Configuration on Switch 2:

/interface bridge
add name=bridge vlan-filtering=yes
/interface bonding
add lacp-rate=1sec mlag-id=10 mode=802.3ad name=mlagbond1 slaves=sfp28-2 transmit-hash-policy=\
    layer-3-and-4
/interface bridge mlag
set bridge=bridge peer-port=sfp28-4
/interface bridge port
add bridge=bridge comment=defconf interface=ether1
add bridge=bridge interface=sfp28-4 pvid=97
add bridge=bridge interface=mlagbond1
/interface bridge vlan
add bridge=bridge tagged=sfp28-4 vlan-ids=1

And here is the result of the monitor command:

#Switch1
/interface/bridge/mlag/monitor 
  status: connected
  system-id: D4:01:C3:87:C3:D3
  active-role: secondary

#Switch2
/interface/bridge/mlag/monitor 
  status: connected
  system-id: D4:01:C3:87:C3:D3
  active-role: primary

#Client
/interface/bonding/monitor bonding2
                    mode: 802.3ad
            active-ports: ether1
          inactive-ports: sfp-sfpplus1
          lacp-system-id: D4:01:C3:B3:F4:5C
    lacp-system-priority: 65535
  lacp-partner-system-id: D4:01:C3:87:C3:C4

So, according to these results, the port sfp-sfpplus1 on the RB5900 which is connected to Switch1 on sfp28-1, is not active. But if I reboot Switch2, the monitoring result changes and sets sfp-sfpplus1 as the active one.
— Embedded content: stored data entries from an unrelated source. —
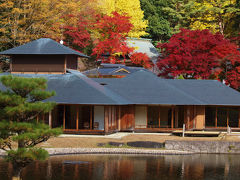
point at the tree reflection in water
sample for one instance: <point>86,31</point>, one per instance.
<point>126,167</point>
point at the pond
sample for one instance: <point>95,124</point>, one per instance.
<point>124,167</point>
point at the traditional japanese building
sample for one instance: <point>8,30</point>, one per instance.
<point>139,101</point>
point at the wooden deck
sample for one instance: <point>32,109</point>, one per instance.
<point>197,133</point>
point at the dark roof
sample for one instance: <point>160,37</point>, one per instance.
<point>141,87</point>
<point>113,69</point>
<point>145,88</point>
<point>75,88</point>
<point>42,46</point>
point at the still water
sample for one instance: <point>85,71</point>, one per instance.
<point>117,167</point>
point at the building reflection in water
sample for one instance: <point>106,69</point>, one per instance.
<point>91,167</point>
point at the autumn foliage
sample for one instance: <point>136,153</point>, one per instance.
<point>112,40</point>
<point>200,55</point>
<point>77,34</point>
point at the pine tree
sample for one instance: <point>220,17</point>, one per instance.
<point>20,104</point>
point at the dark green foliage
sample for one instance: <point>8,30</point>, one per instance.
<point>22,100</point>
<point>164,17</point>
<point>20,104</point>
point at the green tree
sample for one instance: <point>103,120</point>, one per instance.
<point>165,17</point>
<point>20,104</point>
<point>215,15</point>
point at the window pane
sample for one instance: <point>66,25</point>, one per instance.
<point>180,116</point>
<point>70,117</point>
<point>233,117</point>
<point>210,116</point>
<point>165,117</point>
<point>222,117</point>
<point>153,116</point>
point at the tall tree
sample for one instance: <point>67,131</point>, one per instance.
<point>130,8</point>
<point>164,17</point>
<point>112,40</point>
<point>20,105</point>
<point>215,15</point>
<point>200,54</point>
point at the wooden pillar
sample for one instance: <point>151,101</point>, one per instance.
<point>133,117</point>
<point>188,116</point>
<point>227,117</point>
<point>106,116</point>
<point>65,64</point>
<point>239,117</point>
<point>50,119</point>
<point>77,118</point>
<point>176,116</point>
<point>172,118</point>
<point>159,116</point>
<point>91,117</point>
<point>216,119</point>
<point>119,118</point>
<point>64,116</point>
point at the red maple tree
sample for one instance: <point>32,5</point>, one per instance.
<point>77,35</point>
<point>196,54</point>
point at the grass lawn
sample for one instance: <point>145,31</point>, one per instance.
<point>91,142</point>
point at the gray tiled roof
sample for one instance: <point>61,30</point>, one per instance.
<point>145,88</point>
<point>141,87</point>
<point>75,88</point>
<point>42,46</point>
<point>113,69</point>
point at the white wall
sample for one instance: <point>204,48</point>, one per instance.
<point>140,116</point>
<point>99,116</point>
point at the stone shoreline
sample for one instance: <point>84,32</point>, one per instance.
<point>63,151</point>
<point>66,151</point>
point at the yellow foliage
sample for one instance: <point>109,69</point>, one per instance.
<point>213,15</point>
<point>131,8</point>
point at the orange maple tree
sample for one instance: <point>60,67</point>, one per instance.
<point>196,54</point>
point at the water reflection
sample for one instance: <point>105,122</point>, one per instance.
<point>92,167</point>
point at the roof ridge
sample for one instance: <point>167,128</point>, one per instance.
<point>183,92</point>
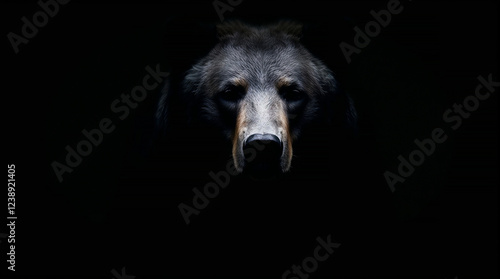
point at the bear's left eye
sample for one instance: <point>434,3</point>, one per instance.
<point>232,94</point>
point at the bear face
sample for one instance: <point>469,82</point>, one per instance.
<point>261,87</point>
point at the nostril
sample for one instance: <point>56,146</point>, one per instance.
<point>263,149</point>
<point>268,142</point>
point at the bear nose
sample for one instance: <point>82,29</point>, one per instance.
<point>267,150</point>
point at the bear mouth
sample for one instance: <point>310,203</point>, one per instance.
<point>263,155</point>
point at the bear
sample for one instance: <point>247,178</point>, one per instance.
<point>261,88</point>
<point>257,155</point>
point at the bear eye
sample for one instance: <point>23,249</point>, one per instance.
<point>292,94</point>
<point>232,93</point>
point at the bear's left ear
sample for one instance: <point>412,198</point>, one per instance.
<point>288,28</point>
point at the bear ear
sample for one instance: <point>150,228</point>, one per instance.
<point>232,28</point>
<point>288,28</point>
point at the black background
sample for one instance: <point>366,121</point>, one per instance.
<point>114,211</point>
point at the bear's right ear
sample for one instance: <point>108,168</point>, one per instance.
<point>232,28</point>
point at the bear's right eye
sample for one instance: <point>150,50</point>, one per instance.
<point>232,94</point>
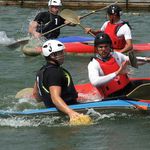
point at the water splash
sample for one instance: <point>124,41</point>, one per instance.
<point>4,40</point>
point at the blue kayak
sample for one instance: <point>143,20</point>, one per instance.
<point>71,39</point>
<point>116,104</point>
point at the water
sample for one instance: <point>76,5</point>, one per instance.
<point>111,131</point>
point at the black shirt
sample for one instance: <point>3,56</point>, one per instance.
<point>54,75</point>
<point>48,21</point>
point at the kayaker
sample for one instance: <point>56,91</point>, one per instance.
<point>48,20</point>
<point>118,30</point>
<point>108,71</point>
<point>54,85</point>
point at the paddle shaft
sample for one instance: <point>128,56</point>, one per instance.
<point>94,11</point>
<point>84,28</point>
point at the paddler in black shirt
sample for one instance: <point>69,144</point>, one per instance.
<point>54,85</point>
<point>46,21</point>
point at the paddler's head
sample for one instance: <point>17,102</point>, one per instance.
<point>53,51</point>
<point>103,44</point>
<point>54,6</point>
<point>114,12</point>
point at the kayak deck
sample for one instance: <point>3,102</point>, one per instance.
<point>116,104</point>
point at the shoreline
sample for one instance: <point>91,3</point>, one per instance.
<point>79,4</point>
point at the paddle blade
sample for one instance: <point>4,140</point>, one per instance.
<point>133,59</point>
<point>33,48</point>
<point>81,120</point>
<point>25,93</point>
<point>70,16</point>
<point>141,92</point>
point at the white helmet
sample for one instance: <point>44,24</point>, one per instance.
<point>54,3</point>
<point>52,46</point>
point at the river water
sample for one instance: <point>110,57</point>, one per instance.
<point>111,131</point>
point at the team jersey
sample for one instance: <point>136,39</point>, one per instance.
<point>54,75</point>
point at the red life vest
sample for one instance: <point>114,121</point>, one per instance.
<point>118,82</point>
<point>111,30</point>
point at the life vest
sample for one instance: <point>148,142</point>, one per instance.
<point>118,82</point>
<point>68,92</point>
<point>111,30</point>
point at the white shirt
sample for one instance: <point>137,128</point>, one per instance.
<point>96,74</point>
<point>123,30</point>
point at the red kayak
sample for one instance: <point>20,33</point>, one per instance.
<point>78,47</point>
<point>78,44</point>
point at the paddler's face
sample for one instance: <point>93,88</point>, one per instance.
<point>54,9</point>
<point>103,50</point>
<point>113,18</point>
<point>58,56</point>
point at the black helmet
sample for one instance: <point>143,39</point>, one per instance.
<point>114,9</point>
<point>102,38</point>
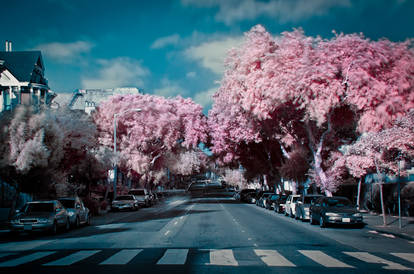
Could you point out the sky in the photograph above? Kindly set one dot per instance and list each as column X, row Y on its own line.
column 175, row 47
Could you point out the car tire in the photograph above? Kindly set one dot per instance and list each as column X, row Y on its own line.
column 53, row 230
column 322, row 222
column 67, row 225
column 311, row 221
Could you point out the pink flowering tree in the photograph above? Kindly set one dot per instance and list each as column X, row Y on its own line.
column 334, row 88
column 44, row 150
column 147, row 138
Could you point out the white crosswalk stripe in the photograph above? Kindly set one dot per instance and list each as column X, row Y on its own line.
column 272, row 258
column 217, row 257
column 222, row 257
column 174, row 256
column 73, row 258
column 369, row 258
column 406, row 256
column 122, row 257
column 26, row 259
column 323, row 259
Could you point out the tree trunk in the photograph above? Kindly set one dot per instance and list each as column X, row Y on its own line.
column 359, row 193
column 382, row 206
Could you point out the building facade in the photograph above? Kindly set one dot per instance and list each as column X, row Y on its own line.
column 22, row 80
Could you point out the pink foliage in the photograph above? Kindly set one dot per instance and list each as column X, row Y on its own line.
column 144, row 138
column 382, row 149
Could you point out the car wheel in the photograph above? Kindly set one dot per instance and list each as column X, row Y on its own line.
column 311, row 221
column 67, row 226
column 322, row 222
column 53, row 230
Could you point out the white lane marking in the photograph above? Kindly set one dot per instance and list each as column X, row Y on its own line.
column 174, row 256
column 406, row 256
column 222, row 257
column 26, row 259
column 6, row 254
column 323, row 259
column 369, row 258
column 272, row 258
column 22, row 246
column 122, row 257
column 388, row 235
column 110, row 226
column 73, row 258
column 177, row 202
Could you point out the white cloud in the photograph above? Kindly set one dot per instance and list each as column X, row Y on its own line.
column 205, row 98
column 191, row 74
column 211, row 55
column 170, row 89
column 166, row 41
column 231, row 11
column 118, row 72
column 65, row 52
Having said that, no matter which link is active, there seems to be no layer3 connectivity. As soon as I turn off MLAG (on either device), layer3 works again.

While it’s “assumed,” you should also specifically untag VLAN 1 to mlagbond1 and untag VLAN 97 to the peer. If nothing else, you know for sure you’ve configured the VLANs to be where you want them.

/interface bridge vlan
add bridge=bridge tagged=sfp28-4 untagged=mlagbond1 vlan-ids=1
add bridge=bridge untagged=sfp28-4 vlan-ids=97

I’ve never had good luck based on assumptions. I have three working MLAG stacks and this is the only thing missing compared to your config.

After setting the lacp-rate to slow, everything works fine.

I tried this with several other devices, fast (1s) would never work, it has to be slow (30s).

The documentation doesn’t mention this, unfortunately. Would be great if Mikrotik could comment on this (not holding my breath, though! :smiley: )

Hi @sirbryan, I was in such a hot mess yesterday, I didn’t even properly read your message before just letting everyone know that it now works for me.

I have three working MLAG stacks

I wonder, which devices do you use and have you managed to get a fast LACP rate? I frankly haven’t set the untagged interfaces specifically - yet - but how likely is that to be the reason for not achieving the higher rate?

One stack is a CRS354-48P-4S+2Q+ and a CRS312-4C+8XG, which runs my desk/lab setup. It’s connected to a pair of CRS317’s in my local “data center” (network core). There’s a second pair of CRS317’s at a remote data center, where my ISP uplinks are located.

All three of them are set for 802.3ad, link-monitoring set to mii, tx hash policy is L3+4, LACP rate 1s, MII Interval 100ms. Min links 0, up/down delays 0ms, and MLAG ID’s set appropriately.

The lab is running 7.16, and the CRS317’s are running 7.16.1.